This stately progression from heathen darkness to Christian light is repeated by the powers of the Inuit shaman, the “Greenland wizard,” whose role offers an interim faith that will suffice,
“Destiny” 124-126Till from Bethabra northward, heavenly Truth
With gradual steps, winning her difficult way,
Transfer their rude faith perfected and pure.
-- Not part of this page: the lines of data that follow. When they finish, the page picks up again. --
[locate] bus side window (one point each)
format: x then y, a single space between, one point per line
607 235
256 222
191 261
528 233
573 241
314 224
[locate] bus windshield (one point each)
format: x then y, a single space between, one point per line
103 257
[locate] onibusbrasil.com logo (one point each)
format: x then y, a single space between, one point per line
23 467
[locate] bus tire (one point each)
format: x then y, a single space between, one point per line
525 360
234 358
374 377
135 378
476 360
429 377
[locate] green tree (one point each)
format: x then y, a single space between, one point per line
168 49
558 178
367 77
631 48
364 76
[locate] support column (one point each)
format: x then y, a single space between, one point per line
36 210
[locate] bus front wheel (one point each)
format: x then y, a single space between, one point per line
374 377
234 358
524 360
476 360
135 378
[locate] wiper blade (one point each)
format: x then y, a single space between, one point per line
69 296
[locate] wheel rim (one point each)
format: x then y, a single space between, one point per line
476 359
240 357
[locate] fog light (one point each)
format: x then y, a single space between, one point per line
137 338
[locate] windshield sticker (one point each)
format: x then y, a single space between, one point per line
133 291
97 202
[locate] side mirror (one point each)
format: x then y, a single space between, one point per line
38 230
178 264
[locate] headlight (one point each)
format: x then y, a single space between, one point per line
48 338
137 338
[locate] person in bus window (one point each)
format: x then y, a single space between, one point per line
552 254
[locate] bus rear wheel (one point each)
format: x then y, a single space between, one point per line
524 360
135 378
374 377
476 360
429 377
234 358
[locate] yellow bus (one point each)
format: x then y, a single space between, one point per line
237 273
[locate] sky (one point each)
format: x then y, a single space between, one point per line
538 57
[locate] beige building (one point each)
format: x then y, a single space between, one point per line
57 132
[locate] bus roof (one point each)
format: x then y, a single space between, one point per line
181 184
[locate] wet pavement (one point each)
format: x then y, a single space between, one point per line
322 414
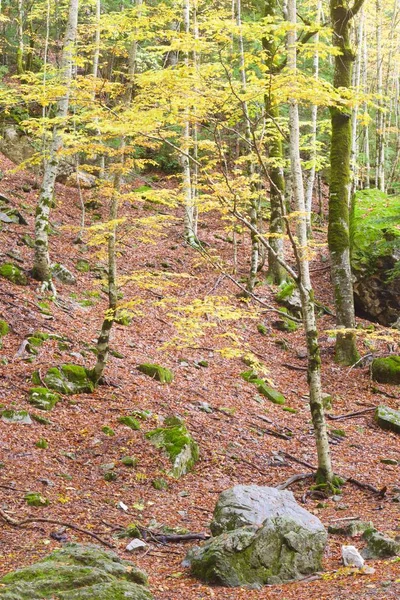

Greenlandic understanding of the world is valuable here because it is different from that of Europeans who “Chain down the winged thought” (“Destiny” 29 ) and because it can work as a prototype for Christianity. “Superstition” is preparing a way for the Lord in the Arctic wilderness, but there is little sense of the numinous in the wilderness itself. A brief comparison with “Frost at Midnight” shows how “Destiny of Nations” can seem to have more in common with Crantz’s account of landscape than with Coleridge’s contemporary poems. In contrast to the “secret ministry” of frost, there is little sense of ice and frost having agency in any way distinct from that of God here, and the workings of the natural world have no mystery that is not immediately referred to God’s will. This is a poem in which “Frost at Midnight”’s startling attention to the extraordinary vibrations of ice is replaced by missionary fervour which comes with a much more straightforward (and traditional) approach to language and landscape. This is particularly clear in quite different ways of using the same image, that of the natural world as an alphabet. The second stanza of “Destiny of Nations” asks, “For what is Freedom, but the unfettered use / Of all the powers which God for use had given?” (“Destiny 13-14) (The very word “unfettered” implies a freedom that comes after, and perhaps with the precondition of, imprisonment, a tempered and post-lapsarian freedom that comes not from the absence of constraint but from knowing and surviving it). The answer makes further refinements:
“Destiny” 15-23But chiefly this, him First, him Last to view
Through meaner powers and secondary things
Effulgent, as through clouds that veil his blaze.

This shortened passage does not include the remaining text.